Researchers gathered 437 men and women between the ages of 18 and 25 to react to ads in a lab (though participants were told that they were simply examining the "efficacy of various types of advertisements"). Participants first reported how many hours a week they spent watching television, surfing the Internet, social networking, reading magazines or newspapers, viewing pornography and playing video games. They were then asked to rate how much they agreed with statements like "I would like my body to look like the models who appear in magazines," meant to gauge how much they internalize cultural appearance ideals, and asked to complete a word association task that measured how dissatisfied they were with their bodies.

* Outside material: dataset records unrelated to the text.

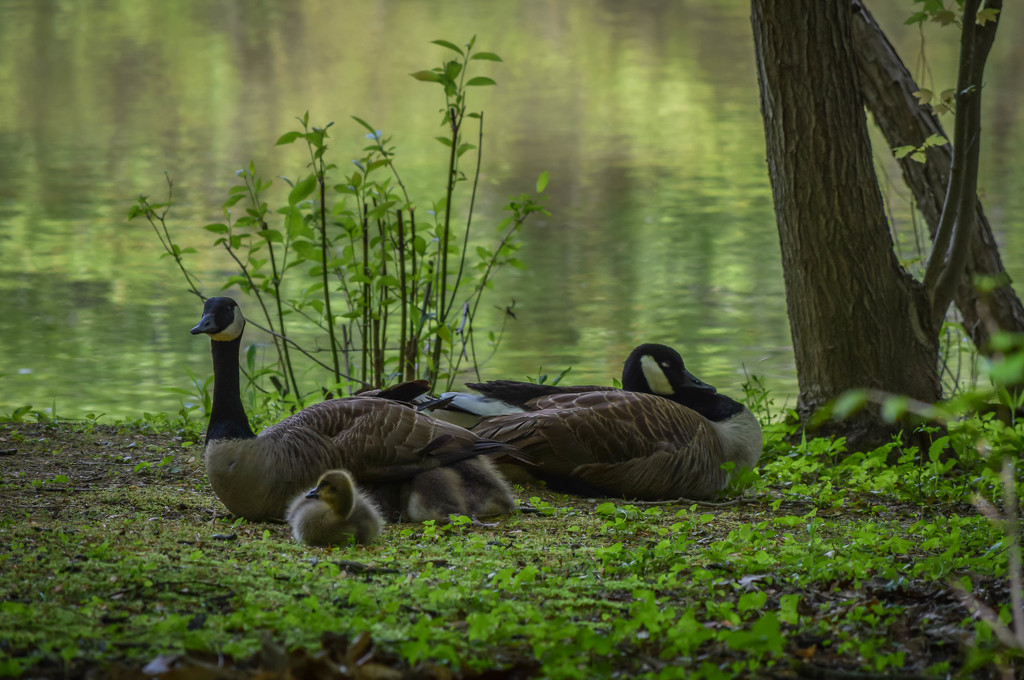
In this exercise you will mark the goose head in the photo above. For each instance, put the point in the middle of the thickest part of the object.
(658, 370)
(222, 320)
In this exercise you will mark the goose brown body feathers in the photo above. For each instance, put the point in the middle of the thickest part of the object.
(626, 443)
(667, 436)
(388, 447)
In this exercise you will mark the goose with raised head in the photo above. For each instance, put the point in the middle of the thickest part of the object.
(666, 435)
(390, 449)
(334, 512)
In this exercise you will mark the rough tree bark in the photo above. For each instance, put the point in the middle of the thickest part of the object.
(888, 90)
(857, 319)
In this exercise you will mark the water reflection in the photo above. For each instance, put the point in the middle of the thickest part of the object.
(646, 115)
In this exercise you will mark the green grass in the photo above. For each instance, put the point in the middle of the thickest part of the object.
(114, 551)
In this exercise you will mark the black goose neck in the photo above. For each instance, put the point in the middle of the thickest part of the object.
(715, 408)
(227, 418)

After that, participants were randomly assigned to two groups: one that would view six ads which sexually objectified women and another that would look at six ads which did not (according to pre-tests performed by the researchers). The researchers then had all participants answer a few questions about the women in the ads and report their body satisfaction again.
The researchers found that both men and women who internalized cultural appearance ideals had higher levels of body dissatisfaction after viewing ads that sexually objectified women. This effect was greater for women, but it held true for men, too. No such trend was found for the group who viewed the neutral ads.
According to the researchers, these findings "may be difficult to generalize beyond the young adult population," since they only included participants between the ages of 18 and 25. They also only reflect a short-term dip in body satisfaction, so more research is needed to see how long these detrimental effects last.
These findings suggest that, when people talk about sexual objectification in the media, it's important to understand that sexualized ads may not only be harming women -- they could very well be hurting men, too.
Recognizing that men's self-esteem can be affected by degrading depictions of women could help move the conversation forward and lead to progress (a.k.a. fewer ads that make light of rape and domestic abuse or reduce women to pairs of breasts or feature them unclothed just because). Not to mention, the men whose body images are negatively affected by these ads may be able to seek out help if they need it.
At the end of the day, everybody suffers when women are reduced to their sex appeal.